Discord clouds future of ‘Malaysia: Truly Asia’


Malaysian conservatives are flexing their muscles in a high-stakes fight for control of the powerful ruling party — endangering, analysts say, reform and delicate race relations.

Since elections last May that stung the United Malays National Organization (UMNO), the government has moved rightward, mothballing a reform drive launched by Prime Minister Najib Razak.

Religious tensions in the multicultural Muslim-majority country are soaring, mainly in a dispute between Muslims and Christians over use of the word “Allah.”

On Monday, two Molotov cocktails were thrown at a Catholic church, raising fears of further strife.

“It’s getting to be very divisive for the country,” Wan Saiful Wan Jan, head of the think tank IDEAS, said of the conservative pressure. “It presents a bleak outlook, especially for multiculturalism and multiracialism.”

Opposition leader Anwar Ibrahim said last weekend that racial discord over “Allah” and other disputes was the worst since deadly racial riots in 1969, threatening the “very fabric of our unity.”

Political analysts blame desperation within UMNO, one of the world’s longest-ruling parties, following its election setbacks.

UMNO’s governing coalition long presented a front of multicultural harmony, as depicted abroad in its years-old tourism campaign Malaysia: Truly Asia, which portrays a relaxed Asian melting pot.

Authoritarian UMNO reserved political power and other perks for the Muslim Malay majority, however, and stands accused of routinely trampling rights in silencing critics.

But voters, particularly from the economically powerful Chinese minority, have increasingly rebelled.

‘Abrupt end’ to reforms

Last May’s polls left UMNO clinging to power and conservatives resentful of Najib’s reforms.

Right-wingers now appear intent on discarding multiculturalism to focus on the critical Malay Muslim vote, political experts believe, raising the specter of further polarization.

“This is significant, as it could mean that (Najib’s) vision of a unified, cohesive and inclusive plural society, that was much touted in the 2013 elections, is as good as thrown onto the back burner,” Singapore’s S. Rajaratnam School of International Studies said in an analysis last week.

Seeking to shore up broad-based support, Najib came to power in 2009 promising to soften Malay chauvinism and protect democratic rights.

But after the polls, he abandoned pledges — opposed by conservatives — to reform controversial policies granting Malays economic advantages.

The policies favoring Malays and other indigenous groups, who are collectively known as Bumiputra (“sons of the soil”), are blamed for shackling the economy and fueling a brain drain overseas.

Human Rights Watch chastised the government this month over new legislation seen as oppressive, plus over arrests of government critics and moves to curb civil society groups. “The (2013) election was followed by a significant deterioration in human rights and the apparent abrupt end to Prime Minister Najib’s oft-touted reform agenda,” it said.

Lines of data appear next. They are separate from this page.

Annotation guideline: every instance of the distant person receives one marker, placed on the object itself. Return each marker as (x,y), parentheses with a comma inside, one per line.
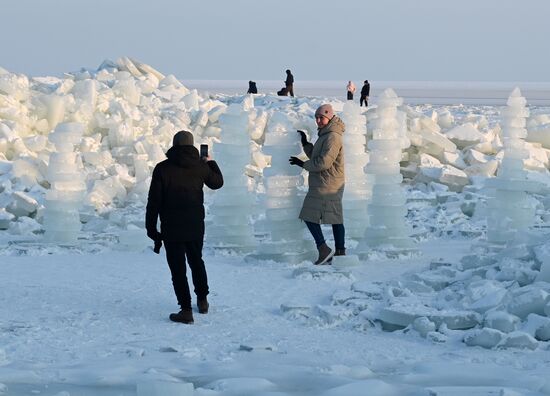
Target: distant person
(282,92)
(365,91)
(326,179)
(350,89)
(252,87)
(176,197)
(289,83)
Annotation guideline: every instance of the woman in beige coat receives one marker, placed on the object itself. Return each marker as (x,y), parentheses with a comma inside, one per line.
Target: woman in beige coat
(323,202)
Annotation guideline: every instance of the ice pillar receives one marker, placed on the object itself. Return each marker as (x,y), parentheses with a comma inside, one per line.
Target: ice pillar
(230,226)
(510,209)
(284,232)
(67,186)
(387,229)
(358,185)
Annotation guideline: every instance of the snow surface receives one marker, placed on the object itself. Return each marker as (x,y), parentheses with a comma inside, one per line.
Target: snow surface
(454,316)
(92,323)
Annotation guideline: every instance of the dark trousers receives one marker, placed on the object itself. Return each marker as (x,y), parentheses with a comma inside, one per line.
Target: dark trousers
(176,255)
(338,231)
(290,89)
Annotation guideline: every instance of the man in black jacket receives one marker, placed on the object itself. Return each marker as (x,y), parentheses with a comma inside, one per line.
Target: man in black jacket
(365,91)
(289,83)
(176,196)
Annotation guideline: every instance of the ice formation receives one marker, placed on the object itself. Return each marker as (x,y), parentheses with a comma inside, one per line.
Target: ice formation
(230,225)
(358,185)
(67,188)
(510,209)
(387,228)
(284,231)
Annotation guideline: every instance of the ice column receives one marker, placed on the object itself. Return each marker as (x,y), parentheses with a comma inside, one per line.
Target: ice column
(358,185)
(230,226)
(64,198)
(284,232)
(387,229)
(510,209)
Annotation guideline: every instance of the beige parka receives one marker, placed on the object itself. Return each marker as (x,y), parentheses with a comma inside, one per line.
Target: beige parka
(326,179)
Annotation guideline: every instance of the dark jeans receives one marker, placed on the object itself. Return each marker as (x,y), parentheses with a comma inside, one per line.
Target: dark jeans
(176,253)
(338,231)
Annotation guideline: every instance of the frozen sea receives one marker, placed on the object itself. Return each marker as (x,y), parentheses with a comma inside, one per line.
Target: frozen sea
(413,92)
(91,318)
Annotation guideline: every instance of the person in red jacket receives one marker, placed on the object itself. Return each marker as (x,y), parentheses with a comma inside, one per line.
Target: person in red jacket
(176,196)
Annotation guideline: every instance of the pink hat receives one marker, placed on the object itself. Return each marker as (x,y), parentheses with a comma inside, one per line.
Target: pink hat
(325,111)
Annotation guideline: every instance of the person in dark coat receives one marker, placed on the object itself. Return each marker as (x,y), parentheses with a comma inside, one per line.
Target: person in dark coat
(176,196)
(289,83)
(365,91)
(252,87)
(282,92)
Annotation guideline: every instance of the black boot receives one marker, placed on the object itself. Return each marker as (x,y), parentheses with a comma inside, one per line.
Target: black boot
(340,252)
(325,254)
(183,316)
(202,305)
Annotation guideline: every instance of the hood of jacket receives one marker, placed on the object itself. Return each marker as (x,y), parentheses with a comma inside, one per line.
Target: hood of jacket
(335,125)
(183,156)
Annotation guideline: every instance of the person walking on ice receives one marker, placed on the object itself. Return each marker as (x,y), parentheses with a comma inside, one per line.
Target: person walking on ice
(176,196)
(326,178)
(351,90)
(365,91)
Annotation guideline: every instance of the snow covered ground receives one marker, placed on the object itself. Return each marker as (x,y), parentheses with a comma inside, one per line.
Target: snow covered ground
(96,324)
(90,316)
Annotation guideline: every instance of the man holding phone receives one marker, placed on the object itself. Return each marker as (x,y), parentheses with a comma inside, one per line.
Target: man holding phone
(176,196)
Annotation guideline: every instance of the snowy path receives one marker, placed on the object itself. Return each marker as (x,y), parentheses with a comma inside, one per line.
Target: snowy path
(98,324)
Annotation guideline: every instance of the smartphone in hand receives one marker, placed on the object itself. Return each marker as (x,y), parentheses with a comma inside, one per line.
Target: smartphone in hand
(204,151)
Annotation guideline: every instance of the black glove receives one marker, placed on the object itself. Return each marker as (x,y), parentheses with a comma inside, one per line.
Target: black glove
(296,161)
(303,137)
(154,235)
(158,245)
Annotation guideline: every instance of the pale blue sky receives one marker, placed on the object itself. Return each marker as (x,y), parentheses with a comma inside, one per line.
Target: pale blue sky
(392,40)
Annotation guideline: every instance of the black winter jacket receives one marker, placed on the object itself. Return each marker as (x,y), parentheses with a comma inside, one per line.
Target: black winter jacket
(289,79)
(176,195)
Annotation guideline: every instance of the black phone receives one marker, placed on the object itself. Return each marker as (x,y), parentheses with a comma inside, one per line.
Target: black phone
(204,151)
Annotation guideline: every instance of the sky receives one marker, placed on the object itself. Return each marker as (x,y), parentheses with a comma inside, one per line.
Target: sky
(390,40)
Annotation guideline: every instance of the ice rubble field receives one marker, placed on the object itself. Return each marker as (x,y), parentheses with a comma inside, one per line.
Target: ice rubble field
(466,310)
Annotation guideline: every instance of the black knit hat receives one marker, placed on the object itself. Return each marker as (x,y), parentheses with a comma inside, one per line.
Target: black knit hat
(183,138)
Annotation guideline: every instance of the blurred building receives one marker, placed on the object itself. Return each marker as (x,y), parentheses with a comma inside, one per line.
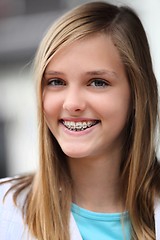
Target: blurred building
(22,26)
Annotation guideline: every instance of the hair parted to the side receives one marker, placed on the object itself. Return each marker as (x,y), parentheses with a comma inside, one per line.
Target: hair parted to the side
(48,203)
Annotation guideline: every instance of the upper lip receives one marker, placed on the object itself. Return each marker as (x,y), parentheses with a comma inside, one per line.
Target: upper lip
(79,119)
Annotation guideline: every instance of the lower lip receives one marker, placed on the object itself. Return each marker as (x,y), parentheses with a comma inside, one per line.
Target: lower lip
(78,133)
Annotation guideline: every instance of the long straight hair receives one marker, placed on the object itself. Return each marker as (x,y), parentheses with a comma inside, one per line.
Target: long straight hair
(48,203)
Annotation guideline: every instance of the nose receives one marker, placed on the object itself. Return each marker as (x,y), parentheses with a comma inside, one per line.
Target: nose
(74,101)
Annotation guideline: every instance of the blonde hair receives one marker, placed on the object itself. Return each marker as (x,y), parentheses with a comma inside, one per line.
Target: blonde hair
(50,196)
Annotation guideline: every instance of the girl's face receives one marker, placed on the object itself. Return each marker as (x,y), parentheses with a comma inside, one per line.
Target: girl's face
(86,98)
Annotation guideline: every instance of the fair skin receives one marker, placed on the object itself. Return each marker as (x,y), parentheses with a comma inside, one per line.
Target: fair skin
(86,104)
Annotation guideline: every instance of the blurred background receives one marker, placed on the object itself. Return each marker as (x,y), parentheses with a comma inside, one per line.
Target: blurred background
(22,26)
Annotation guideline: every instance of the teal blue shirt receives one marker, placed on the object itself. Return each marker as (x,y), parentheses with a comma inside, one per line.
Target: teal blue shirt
(101,226)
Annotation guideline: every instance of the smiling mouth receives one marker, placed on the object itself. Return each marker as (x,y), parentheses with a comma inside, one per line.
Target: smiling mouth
(79,126)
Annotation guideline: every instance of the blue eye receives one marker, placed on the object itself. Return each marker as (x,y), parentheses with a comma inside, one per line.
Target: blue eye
(99,83)
(56,82)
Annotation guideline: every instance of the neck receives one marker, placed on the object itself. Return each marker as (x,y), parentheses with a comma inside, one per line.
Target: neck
(96,184)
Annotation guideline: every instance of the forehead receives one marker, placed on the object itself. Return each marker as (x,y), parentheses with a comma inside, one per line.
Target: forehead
(95,49)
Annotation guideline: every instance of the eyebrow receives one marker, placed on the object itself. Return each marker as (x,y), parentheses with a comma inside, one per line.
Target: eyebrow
(90,73)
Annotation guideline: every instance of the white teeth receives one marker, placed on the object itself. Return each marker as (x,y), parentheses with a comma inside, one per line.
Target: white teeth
(78,126)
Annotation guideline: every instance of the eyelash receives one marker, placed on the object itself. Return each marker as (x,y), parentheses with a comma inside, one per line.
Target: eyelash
(56,82)
(96,83)
(101,83)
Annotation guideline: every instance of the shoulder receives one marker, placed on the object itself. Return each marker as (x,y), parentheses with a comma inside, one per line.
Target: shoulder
(12,226)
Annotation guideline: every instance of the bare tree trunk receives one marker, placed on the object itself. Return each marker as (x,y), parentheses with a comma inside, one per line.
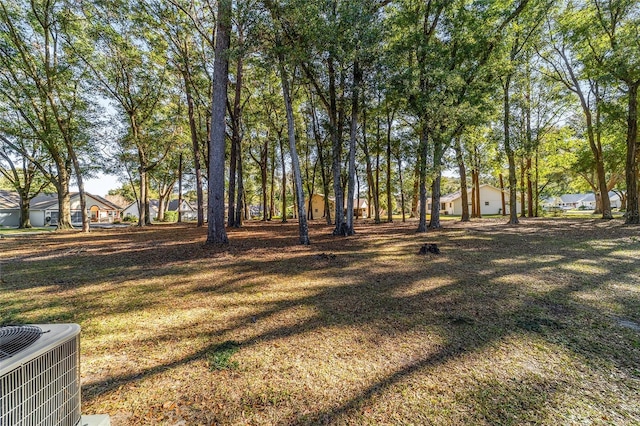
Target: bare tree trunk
(303,228)
(422,177)
(463,180)
(390,117)
(196,148)
(284,181)
(216,233)
(357,77)
(631,165)
(504,202)
(180,190)
(513,213)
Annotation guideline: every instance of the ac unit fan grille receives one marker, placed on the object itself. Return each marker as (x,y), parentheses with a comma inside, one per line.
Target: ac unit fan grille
(44,390)
(13,339)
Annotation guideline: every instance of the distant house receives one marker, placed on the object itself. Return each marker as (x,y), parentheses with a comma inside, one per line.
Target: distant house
(585,201)
(188,211)
(132,211)
(9,208)
(360,206)
(43,209)
(490,201)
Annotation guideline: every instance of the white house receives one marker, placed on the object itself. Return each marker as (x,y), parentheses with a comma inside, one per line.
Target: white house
(188,211)
(360,206)
(9,208)
(585,201)
(43,209)
(132,211)
(490,201)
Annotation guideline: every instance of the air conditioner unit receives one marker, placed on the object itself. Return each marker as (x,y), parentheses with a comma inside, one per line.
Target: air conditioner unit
(40,375)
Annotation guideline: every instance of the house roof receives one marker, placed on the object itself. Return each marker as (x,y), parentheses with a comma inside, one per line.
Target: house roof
(173,206)
(9,200)
(454,196)
(104,201)
(46,201)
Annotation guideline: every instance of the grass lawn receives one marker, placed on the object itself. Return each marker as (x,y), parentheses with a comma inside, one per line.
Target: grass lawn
(531,324)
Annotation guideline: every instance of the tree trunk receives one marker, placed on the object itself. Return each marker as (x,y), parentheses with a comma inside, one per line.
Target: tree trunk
(522,190)
(422,177)
(389,195)
(402,201)
(513,213)
(284,180)
(438,152)
(631,165)
(180,190)
(463,180)
(334,124)
(477,185)
(216,233)
(303,228)
(196,148)
(241,210)
(357,77)
(529,189)
(502,199)
(25,222)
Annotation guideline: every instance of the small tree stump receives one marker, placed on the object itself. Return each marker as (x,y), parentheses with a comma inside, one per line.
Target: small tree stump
(429,248)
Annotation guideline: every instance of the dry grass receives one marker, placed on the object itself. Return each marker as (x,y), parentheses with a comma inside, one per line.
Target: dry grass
(532,324)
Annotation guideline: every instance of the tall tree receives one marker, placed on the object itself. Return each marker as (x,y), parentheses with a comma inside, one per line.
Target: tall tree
(42,83)
(216,233)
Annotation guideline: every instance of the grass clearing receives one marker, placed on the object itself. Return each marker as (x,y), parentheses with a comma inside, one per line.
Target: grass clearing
(529,324)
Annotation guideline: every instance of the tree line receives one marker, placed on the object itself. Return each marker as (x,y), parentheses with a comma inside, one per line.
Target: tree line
(355,99)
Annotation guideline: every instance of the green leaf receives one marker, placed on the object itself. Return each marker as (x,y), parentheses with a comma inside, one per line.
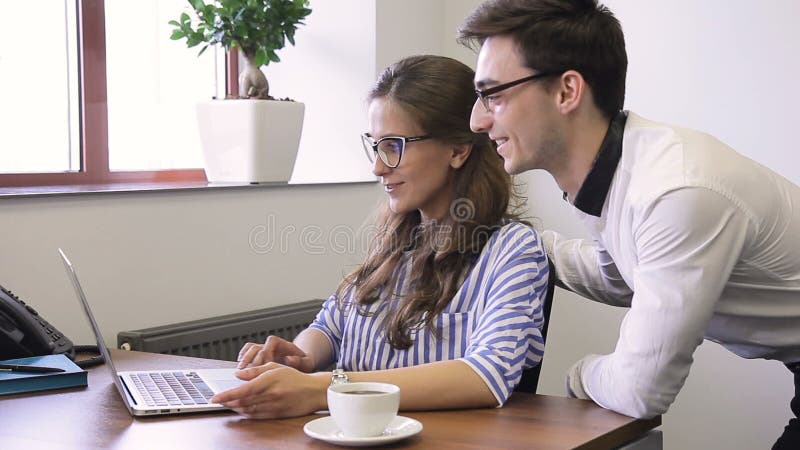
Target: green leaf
(197,4)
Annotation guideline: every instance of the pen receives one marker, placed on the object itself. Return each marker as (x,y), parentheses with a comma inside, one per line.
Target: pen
(32,369)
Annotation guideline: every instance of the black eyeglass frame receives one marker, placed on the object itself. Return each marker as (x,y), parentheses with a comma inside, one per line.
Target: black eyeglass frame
(367,140)
(484,94)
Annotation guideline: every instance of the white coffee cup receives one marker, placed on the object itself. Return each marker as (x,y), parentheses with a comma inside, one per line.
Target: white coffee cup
(363,409)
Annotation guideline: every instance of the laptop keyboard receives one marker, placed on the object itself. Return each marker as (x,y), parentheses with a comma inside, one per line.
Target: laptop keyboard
(172,388)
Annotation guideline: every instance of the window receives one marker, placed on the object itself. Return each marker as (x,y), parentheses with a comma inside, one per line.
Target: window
(129,117)
(39,112)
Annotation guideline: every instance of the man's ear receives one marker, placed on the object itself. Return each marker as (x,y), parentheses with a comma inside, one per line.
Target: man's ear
(572,88)
(459,155)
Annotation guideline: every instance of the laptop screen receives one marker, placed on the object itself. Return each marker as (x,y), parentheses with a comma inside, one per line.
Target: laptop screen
(96,329)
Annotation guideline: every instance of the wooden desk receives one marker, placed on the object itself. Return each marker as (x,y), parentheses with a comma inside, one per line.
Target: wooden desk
(95,417)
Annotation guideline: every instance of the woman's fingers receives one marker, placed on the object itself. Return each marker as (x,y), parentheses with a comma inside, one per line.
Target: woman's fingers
(248,354)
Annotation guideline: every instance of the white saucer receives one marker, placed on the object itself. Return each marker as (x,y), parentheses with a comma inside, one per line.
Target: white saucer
(325,429)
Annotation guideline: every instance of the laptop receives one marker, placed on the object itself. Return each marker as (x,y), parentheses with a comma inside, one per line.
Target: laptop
(161,392)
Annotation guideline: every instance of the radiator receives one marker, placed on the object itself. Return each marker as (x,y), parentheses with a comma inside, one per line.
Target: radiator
(222,337)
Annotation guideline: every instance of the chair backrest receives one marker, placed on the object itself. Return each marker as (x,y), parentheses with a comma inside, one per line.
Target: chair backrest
(530,377)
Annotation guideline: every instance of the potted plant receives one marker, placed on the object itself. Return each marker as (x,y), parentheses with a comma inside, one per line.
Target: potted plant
(251,137)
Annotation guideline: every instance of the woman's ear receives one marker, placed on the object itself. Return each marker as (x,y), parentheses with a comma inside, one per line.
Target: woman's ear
(459,155)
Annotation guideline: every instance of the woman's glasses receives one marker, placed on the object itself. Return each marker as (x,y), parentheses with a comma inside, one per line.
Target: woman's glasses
(388,148)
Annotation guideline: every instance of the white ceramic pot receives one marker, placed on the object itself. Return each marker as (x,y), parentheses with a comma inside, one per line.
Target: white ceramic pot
(250,141)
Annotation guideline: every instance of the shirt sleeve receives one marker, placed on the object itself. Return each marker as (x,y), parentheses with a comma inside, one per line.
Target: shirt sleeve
(687,244)
(507,337)
(585,268)
(330,321)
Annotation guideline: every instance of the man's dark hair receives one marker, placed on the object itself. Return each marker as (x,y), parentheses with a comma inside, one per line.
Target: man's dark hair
(559,35)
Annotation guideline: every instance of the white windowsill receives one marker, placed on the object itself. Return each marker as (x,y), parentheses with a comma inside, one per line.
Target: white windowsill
(37,191)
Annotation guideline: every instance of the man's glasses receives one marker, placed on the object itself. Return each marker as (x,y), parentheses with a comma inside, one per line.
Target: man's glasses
(485,95)
(388,148)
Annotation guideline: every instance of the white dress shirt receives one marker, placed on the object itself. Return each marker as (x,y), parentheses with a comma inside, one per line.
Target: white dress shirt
(699,241)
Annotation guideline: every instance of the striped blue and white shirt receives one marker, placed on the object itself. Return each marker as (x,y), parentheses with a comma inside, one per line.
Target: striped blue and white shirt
(493,323)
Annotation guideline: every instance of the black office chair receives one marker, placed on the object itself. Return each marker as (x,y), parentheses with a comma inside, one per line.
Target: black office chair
(530,377)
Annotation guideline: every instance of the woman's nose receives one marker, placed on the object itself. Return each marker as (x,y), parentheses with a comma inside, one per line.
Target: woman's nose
(379,168)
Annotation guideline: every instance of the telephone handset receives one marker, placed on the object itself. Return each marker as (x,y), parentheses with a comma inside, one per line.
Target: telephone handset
(24,333)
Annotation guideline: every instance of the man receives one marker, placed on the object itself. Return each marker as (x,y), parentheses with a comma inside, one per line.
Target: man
(699,241)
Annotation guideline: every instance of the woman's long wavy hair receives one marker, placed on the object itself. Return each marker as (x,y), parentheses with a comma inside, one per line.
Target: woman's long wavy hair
(438,93)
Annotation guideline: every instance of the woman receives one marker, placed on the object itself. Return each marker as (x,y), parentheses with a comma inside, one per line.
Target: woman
(447,303)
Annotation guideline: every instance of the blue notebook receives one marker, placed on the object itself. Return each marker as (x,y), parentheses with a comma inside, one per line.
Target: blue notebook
(17,382)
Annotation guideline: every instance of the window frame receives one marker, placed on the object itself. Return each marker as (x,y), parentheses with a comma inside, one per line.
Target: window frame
(93,115)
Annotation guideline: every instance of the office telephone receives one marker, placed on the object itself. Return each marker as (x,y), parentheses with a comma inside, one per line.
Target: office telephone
(24,333)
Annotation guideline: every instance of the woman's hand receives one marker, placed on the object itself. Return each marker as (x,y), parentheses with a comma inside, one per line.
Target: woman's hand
(274,391)
(276,350)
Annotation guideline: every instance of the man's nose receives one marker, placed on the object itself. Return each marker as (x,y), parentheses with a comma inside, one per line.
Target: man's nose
(480,121)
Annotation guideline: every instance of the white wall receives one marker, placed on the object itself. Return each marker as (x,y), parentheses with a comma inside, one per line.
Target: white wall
(330,70)
(729,67)
(154,258)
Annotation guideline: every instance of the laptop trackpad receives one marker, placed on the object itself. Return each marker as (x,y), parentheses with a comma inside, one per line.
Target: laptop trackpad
(220,379)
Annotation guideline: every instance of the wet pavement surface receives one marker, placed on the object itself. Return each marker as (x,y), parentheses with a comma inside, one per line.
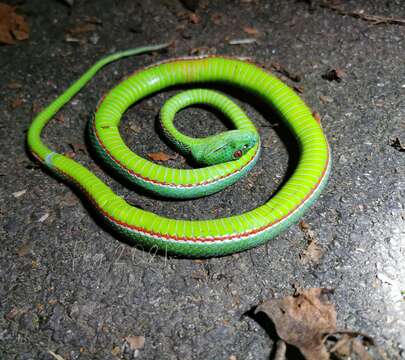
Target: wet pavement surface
(69,286)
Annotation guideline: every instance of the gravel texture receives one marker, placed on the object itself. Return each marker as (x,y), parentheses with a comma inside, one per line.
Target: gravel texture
(67,285)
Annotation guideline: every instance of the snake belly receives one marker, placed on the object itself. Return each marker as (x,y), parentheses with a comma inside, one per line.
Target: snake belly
(190,238)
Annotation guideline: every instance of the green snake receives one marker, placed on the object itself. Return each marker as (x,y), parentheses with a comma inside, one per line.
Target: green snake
(224,157)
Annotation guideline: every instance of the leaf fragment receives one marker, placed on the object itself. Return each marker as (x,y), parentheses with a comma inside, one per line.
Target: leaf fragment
(12,26)
(302,320)
(161,156)
(334,74)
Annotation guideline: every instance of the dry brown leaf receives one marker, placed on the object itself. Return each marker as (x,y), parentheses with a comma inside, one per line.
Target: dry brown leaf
(161,156)
(303,320)
(135,342)
(334,74)
(250,30)
(216,18)
(12,26)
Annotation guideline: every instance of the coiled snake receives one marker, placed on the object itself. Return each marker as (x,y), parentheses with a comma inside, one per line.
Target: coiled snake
(228,155)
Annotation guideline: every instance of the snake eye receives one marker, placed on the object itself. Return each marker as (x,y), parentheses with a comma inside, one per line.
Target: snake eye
(237,154)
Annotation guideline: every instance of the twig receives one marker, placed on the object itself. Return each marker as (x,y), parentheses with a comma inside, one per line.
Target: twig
(374,19)
(242,41)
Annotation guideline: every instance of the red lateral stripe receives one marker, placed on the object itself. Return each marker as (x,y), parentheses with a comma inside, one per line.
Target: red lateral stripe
(162,183)
(192,239)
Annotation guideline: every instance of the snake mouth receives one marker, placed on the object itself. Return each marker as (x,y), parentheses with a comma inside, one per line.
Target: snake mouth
(237,154)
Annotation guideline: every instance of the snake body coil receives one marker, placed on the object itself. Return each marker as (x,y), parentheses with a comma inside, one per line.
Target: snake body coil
(197,238)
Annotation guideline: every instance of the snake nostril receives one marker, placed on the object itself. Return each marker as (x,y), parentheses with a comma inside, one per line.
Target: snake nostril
(237,153)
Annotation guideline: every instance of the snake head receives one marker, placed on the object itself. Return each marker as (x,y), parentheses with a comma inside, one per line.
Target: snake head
(224,147)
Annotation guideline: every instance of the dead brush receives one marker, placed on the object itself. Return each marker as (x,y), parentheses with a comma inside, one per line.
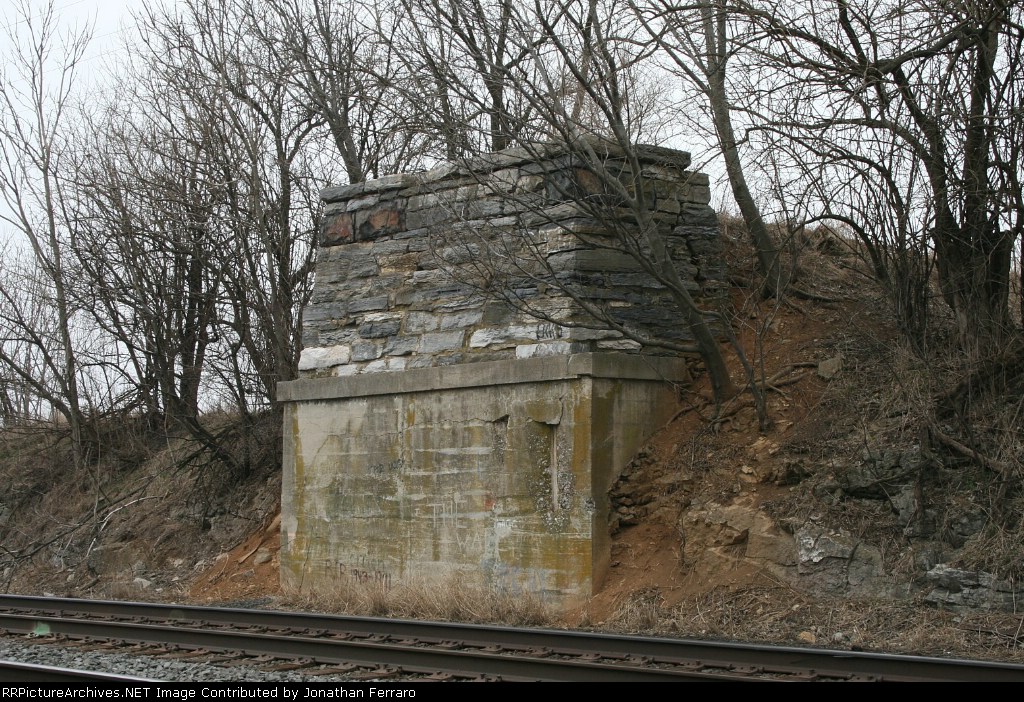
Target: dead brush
(639,612)
(456,597)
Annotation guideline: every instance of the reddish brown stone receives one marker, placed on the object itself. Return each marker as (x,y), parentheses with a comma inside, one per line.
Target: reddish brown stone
(337,230)
(374,223)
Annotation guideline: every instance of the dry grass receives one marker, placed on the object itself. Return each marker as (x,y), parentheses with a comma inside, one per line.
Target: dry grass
(458,597)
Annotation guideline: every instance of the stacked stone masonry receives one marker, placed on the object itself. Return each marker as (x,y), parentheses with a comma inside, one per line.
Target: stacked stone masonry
(406,263)
(460,417)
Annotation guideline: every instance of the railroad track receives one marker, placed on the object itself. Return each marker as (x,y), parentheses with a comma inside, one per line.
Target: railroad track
(366,646)
(11,671)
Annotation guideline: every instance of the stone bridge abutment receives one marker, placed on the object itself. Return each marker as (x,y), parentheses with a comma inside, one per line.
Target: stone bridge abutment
(460,410)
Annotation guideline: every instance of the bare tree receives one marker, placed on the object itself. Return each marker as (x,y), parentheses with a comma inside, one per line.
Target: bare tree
(700,41)
(36,84)
(942,83)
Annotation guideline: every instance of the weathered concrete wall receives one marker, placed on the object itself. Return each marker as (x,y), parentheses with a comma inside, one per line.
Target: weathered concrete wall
(438,426)
(500,468)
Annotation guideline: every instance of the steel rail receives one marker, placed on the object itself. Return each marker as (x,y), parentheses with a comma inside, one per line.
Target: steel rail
(13,671)
(862,665)
(410,658)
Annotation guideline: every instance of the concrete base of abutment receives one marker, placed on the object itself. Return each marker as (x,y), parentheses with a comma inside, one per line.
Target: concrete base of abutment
(494,473)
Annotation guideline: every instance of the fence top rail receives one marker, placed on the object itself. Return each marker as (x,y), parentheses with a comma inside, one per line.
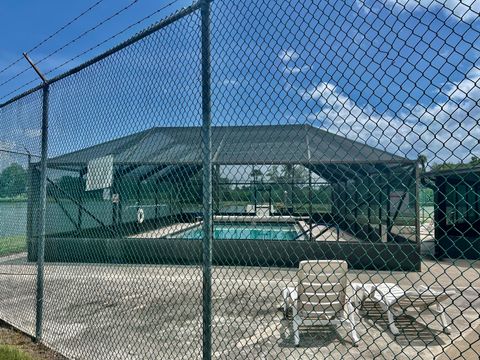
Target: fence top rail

Meanwhile, influential Muslim groups allied to UMNO that were long leashed by the party have become more assertive, unsettling non-Muslims with calls for a more “Islamic” Malaysia.

“There are people who want to change the identity of Malaysia, which is based on Islam, Muslim and Malay supremacy. They want to change it to civil and secular society,” fretted Abdullah Zaik Abdul Rahman, head of NGO Malaysia Muslim Solidarity. “These are the real threats to Muslims in Malaysia.”

Time running out?

Professed “moderate” Najib, 60, has drawn flak for not stepping in forcefully to calm things, particularly in the “Allah” row.

Conservative Muslims are demanding Malay-speaking Christians stop using “Allah” to refer to the Christian creator. The row has seen Bibles seized by Islamic authorities, a leading Catholic priest probed for sedition, and protests by Muslims.

“Najib seems unable to do anything. It’s almost like Ibrahim Ali is running the country,” said Wan Saiful of IDEAS, referring to the firebrand leader of a Malay-supremacy group who has previously threatened to burn Bibles.

With fresh elections due by 2018, UMNO conservatives are calling for a return to the days of Prime Minister Mahathir Mohamad, who ruled with an iron fist from 1981 to 2003.

Mahathir, 88, who led a campaign to drive out Najib’s predecessor, has criticized the premier’s reforms, sparking speculation that Najib could be replaced. Mahathir this week blamed today’s racial tensions on “liberalization.”

“Time is running out” for progressives to take control, Lim Teck Ghee, CEO of Malaysia’s Center for Policy Initiatives, said in an analysis titled “Can Malaysia Step Back from the Brink?”

More likely is “a sharper turn towards an Islamic conservative future; or a retreat to emergency rule in which UMNO-led right-wingers, and other powerful stake players including the (Malay) monarchy … make a bid for, and successfully seize power,” he said.